We've achieved 7-8x performance improvements through three key optimizations:

  1. Batch processing functions - Reduce block_on calls
  2. Global HTTP client - Connection pooling and reuse
  3. CPU-aware Tokio runtime - Dynamic worker thread allocation
  4. Memory optimization - String interning and efficient request generation

Key Improvements

1. Global HTTP Client with Connection Pooling

Before:

// Each call created a new HTTP client
let client = PlayStoreClient::new(timeout)?;

After:

// Global singleton with connection pooling
static HTTP_CLIENT: Lazy<PlayStoreClient> = Lazy::new(|| {
    PlayStoreClient::new(30).expect("Failed to create HTTP client")
});

Benefits:

  • TCP connections are reused across requests
  • Reduced connection establishment overhead
  • Better resource utilization

2. CPU-Aware Tokio Runtime

Before:

.worker_threads(4)  // Hardcoded

After:

let num_cpus = std::thread::available_parallelism()
    .map(|n| n.get())
    .unwrap_or(4);
let worker_threads = (num_cpus / 2).clamp(2, 8);

Configuration:

  • Uses half of available CPU cores
  • Minimum: 2 workers
  • Maximum: 8 workers
  • Leaves CPU resources for Python threads

3. Batch Processing Functions

The Problem:

# Sequential calls - Multiple block_on invocations
for request in requests:
    result = fetch_and_parse_list(...)  # Each call blocks the runtime

The Solution:

// Single block_on with parallel futures
runtime.block_on(async {
    let futures: Vec<_> = requests.iter()
        .map(|req| client.fetch_and_parse_list(...))
        .collect();

    // True parallel execution inside Rust!
    try_join_all(futures).await
})

New Batch Functions

1. fetch_and_parse_apps_batch

Fetch multiple app pages in parallel.

from playfast._core import fetch_and_parse_apps_batch

requests = [
    ("com.spotify.music", "en", "us"),
    ("com.netflix.mediaclient", "en", "us"),
    ("com.whatsapp", "en", "us"),
]

apps = fetch_and_parse_apps_batch(requests)
# Returns: list[RustAppInfo]

2. fetch_and_parse_list_batch

Fetch multiple category/collection listings in parallel.

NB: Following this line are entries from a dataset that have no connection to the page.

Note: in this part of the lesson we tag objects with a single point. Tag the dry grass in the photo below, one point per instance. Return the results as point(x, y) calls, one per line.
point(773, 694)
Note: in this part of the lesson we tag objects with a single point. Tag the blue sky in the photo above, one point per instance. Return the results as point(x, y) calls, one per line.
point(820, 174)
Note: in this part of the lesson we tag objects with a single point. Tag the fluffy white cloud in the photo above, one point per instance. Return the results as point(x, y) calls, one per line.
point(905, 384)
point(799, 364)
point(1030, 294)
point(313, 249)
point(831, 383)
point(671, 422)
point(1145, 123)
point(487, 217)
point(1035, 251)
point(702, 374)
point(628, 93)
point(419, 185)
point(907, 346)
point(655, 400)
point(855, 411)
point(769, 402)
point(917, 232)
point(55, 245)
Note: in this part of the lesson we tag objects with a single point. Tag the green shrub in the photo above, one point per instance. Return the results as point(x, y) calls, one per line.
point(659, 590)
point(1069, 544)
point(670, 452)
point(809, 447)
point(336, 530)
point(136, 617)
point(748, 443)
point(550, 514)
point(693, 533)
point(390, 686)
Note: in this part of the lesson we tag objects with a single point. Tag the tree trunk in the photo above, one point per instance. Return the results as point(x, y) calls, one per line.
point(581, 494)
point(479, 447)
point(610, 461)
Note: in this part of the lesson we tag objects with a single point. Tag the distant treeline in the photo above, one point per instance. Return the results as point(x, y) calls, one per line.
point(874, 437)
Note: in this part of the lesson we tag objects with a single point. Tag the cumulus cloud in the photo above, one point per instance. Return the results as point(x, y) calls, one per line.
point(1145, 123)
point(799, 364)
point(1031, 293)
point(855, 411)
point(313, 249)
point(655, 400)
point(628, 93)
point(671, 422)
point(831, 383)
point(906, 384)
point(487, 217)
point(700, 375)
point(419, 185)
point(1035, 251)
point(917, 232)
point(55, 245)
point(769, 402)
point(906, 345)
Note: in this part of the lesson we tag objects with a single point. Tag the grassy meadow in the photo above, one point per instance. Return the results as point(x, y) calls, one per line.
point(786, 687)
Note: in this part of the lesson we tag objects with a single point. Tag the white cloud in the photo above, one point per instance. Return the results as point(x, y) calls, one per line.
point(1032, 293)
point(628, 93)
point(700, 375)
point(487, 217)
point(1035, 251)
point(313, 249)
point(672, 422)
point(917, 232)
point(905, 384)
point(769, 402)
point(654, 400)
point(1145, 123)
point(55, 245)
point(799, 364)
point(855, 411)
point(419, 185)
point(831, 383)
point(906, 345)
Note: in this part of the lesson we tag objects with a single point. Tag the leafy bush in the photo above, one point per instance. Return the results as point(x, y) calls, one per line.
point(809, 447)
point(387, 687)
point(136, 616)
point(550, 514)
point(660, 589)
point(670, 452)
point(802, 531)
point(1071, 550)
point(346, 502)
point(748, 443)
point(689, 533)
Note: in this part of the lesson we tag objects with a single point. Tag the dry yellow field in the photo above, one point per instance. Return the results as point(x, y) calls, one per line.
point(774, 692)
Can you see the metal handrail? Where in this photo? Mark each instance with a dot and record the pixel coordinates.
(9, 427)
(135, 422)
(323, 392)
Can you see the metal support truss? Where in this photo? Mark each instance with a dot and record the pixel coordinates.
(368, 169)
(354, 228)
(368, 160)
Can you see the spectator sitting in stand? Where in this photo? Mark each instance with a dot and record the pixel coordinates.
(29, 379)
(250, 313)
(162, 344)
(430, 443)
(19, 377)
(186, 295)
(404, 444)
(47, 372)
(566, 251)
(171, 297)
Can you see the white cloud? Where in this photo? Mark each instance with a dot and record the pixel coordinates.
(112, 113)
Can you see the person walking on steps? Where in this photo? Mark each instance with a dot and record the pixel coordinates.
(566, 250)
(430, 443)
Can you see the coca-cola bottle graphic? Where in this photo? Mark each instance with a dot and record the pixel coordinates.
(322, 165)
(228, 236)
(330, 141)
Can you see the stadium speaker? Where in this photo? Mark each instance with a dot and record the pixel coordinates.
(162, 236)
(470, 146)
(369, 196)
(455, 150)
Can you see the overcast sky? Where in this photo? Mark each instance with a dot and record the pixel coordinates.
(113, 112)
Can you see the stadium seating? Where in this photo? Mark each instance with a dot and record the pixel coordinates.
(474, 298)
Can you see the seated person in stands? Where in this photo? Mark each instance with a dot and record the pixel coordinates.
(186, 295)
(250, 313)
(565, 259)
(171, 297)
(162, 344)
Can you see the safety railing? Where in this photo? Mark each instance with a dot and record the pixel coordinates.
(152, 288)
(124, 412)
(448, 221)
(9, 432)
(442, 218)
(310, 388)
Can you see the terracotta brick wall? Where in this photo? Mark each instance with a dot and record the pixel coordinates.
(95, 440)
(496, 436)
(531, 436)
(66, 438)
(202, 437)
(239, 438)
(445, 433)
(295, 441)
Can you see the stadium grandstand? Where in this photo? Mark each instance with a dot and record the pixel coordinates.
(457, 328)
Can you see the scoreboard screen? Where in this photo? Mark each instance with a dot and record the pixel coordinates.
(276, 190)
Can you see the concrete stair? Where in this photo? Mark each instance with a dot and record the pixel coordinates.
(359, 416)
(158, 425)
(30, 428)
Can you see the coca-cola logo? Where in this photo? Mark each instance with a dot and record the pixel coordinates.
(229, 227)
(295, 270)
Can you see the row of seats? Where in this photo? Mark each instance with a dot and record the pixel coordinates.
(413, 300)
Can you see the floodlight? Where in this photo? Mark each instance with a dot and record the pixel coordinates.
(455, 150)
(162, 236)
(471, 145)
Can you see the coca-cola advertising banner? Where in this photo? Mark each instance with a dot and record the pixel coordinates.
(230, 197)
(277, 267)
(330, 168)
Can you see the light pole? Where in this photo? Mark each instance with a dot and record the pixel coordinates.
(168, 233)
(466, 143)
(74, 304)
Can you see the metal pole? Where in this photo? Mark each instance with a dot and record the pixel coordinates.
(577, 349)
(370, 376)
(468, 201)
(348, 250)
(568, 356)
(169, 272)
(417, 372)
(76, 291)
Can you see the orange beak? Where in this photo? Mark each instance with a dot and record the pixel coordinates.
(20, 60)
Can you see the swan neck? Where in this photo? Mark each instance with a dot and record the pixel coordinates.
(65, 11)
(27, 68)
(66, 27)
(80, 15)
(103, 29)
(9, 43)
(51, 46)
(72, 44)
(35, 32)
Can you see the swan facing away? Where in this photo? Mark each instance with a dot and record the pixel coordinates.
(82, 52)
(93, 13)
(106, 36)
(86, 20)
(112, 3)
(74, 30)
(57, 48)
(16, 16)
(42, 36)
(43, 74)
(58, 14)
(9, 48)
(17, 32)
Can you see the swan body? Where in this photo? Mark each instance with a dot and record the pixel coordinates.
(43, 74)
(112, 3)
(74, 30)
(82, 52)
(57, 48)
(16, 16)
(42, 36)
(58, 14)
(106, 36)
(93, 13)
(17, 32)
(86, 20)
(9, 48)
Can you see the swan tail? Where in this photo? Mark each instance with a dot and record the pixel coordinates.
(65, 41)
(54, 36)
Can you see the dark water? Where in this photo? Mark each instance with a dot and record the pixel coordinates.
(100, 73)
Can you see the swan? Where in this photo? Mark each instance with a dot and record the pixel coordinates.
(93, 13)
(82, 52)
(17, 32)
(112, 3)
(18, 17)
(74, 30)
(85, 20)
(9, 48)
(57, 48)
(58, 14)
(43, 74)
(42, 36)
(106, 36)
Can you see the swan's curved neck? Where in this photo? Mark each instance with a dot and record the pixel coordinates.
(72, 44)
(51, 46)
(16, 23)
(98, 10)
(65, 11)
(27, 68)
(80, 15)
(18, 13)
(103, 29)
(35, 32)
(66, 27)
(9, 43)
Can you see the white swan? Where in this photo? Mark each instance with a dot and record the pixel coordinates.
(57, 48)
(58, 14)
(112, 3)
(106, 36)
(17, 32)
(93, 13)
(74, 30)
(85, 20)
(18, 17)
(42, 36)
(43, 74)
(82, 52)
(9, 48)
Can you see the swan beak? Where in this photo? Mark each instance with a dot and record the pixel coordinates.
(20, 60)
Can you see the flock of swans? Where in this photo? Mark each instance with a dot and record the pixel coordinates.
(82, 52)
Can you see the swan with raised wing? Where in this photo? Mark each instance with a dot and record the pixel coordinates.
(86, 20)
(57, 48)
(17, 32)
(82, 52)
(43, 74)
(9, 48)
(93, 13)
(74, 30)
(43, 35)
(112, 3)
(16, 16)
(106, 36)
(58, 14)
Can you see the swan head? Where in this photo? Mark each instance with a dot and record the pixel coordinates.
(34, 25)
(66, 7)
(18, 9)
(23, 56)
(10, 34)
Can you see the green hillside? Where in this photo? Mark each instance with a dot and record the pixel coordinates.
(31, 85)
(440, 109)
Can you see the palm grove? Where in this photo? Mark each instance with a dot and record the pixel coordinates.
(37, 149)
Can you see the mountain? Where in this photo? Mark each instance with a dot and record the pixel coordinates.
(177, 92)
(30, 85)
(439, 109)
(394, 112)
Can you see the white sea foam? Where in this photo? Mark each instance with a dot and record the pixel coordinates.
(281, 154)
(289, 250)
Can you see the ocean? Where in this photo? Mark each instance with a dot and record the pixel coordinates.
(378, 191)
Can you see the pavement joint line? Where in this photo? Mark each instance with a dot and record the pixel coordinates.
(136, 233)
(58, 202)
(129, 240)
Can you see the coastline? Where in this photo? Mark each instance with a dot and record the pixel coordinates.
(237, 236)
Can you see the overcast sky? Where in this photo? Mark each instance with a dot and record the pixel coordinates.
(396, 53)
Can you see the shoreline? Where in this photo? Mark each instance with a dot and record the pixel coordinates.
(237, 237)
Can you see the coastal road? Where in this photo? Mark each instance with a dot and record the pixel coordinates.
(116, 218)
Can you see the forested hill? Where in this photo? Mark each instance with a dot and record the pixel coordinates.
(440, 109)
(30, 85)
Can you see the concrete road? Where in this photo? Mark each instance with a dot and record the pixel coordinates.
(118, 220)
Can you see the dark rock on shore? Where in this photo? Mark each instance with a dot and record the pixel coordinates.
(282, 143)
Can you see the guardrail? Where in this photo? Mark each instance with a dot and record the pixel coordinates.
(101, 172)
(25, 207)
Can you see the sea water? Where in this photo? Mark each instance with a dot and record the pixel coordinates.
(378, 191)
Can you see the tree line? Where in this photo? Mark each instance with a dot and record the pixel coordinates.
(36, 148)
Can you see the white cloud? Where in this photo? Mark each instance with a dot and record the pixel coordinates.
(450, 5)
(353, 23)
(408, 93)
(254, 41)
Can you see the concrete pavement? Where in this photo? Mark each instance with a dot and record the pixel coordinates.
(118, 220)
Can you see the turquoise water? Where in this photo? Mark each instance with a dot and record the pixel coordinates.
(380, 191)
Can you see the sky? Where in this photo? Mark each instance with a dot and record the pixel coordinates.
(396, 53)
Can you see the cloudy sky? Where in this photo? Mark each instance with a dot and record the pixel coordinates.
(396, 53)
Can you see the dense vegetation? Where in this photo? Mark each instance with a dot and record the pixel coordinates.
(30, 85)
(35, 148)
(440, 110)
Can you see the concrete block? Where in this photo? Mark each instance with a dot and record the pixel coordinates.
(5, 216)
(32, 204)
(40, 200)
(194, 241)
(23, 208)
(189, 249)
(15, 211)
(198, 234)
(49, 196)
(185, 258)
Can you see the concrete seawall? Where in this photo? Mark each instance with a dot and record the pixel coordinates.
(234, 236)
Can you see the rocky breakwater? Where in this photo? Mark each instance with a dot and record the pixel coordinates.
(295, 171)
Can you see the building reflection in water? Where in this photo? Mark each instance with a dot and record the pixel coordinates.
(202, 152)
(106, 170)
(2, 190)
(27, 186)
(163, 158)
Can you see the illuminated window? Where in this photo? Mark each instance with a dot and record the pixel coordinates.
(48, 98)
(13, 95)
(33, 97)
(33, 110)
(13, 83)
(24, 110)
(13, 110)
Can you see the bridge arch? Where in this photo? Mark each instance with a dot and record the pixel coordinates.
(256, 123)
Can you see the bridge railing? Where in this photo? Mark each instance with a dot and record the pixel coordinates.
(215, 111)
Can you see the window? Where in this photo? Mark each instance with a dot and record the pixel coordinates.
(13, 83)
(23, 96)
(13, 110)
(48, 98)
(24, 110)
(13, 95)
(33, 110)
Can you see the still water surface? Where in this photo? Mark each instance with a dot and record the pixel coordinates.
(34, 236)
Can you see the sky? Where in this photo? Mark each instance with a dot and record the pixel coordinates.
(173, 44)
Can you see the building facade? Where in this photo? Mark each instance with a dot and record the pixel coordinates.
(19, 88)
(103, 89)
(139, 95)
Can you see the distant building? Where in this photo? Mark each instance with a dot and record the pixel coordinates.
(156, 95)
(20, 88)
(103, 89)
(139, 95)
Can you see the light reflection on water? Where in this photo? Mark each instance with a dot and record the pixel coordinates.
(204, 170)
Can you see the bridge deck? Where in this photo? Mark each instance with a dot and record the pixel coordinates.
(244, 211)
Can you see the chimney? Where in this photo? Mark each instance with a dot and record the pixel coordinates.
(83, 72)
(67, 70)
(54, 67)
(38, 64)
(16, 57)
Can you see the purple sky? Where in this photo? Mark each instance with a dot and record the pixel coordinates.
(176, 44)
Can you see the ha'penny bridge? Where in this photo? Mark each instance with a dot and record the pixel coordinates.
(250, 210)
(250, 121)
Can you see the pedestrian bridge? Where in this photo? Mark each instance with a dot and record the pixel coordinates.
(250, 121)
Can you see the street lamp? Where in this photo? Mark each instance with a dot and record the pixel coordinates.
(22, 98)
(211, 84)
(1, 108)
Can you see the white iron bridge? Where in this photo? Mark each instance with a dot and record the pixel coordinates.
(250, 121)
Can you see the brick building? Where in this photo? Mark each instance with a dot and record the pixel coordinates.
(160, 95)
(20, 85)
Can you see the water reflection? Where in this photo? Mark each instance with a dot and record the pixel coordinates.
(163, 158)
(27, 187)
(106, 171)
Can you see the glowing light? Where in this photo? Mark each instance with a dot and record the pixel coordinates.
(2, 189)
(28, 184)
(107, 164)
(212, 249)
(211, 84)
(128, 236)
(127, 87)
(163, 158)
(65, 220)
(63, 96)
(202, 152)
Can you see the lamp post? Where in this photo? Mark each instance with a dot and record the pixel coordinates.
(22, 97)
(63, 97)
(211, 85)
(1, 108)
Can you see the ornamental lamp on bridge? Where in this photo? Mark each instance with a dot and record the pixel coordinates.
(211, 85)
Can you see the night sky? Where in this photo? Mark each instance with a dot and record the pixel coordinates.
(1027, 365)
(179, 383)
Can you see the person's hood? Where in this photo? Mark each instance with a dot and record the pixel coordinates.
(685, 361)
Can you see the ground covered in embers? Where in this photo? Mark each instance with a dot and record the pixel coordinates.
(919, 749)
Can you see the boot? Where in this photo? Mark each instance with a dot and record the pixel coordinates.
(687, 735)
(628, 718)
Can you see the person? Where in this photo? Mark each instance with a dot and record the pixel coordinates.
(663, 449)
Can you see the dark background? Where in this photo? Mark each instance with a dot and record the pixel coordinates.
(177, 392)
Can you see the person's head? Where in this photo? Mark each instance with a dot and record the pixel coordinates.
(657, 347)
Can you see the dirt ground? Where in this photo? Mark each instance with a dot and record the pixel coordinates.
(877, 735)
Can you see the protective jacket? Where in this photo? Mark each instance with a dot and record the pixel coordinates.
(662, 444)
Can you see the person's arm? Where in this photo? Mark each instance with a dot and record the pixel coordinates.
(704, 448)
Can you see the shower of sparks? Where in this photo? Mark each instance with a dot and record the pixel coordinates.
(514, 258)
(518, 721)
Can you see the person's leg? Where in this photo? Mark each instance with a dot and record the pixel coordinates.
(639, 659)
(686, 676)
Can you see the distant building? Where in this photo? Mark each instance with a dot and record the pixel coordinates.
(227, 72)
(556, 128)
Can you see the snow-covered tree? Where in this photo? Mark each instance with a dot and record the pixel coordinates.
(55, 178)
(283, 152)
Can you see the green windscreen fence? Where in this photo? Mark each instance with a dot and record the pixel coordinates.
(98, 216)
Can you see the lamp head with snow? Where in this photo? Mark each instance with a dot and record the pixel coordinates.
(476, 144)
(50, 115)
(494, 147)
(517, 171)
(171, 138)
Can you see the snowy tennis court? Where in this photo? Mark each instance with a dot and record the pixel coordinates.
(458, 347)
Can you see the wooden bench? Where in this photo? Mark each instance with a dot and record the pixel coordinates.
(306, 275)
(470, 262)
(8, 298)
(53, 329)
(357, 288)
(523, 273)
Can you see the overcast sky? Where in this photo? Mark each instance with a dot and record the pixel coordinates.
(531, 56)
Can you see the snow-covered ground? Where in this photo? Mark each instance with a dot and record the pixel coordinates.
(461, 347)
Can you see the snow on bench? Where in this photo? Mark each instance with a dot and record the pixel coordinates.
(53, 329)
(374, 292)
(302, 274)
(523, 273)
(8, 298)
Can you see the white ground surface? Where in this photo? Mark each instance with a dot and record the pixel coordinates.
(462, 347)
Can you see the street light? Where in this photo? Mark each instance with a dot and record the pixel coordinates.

from playfast._core import fetch_and_parse_list_batch

requests = [
    ("GAME_ACTION", "topselling_free", "en", "us", 100),
    ("SOCIAL", "topselling_free", "en", "kr", 100),
    (None, "topselling_paid", "en", "jp", 50),  # None = all apps
]

results = fetch_and_parse_list_batch(requests)
# Returns: list[list[RustSearchResult]]

3. fetch_and_parse_search_batch

Perform multiple searches in parallel.

from playfast._core import fetch_and_parse_search_batch

requests = [
    ("spotify", "en", "us"),
    ("netflix", "en", "us"),
    ("youtube", "en", "us"),
]

results = fetch_and_parse_search_batch(requests)
# Returns: list[list[RustSearchResult]]

4. fetch_and_parse_reviews_batch

Fetch reviews for multiple apps in parallel.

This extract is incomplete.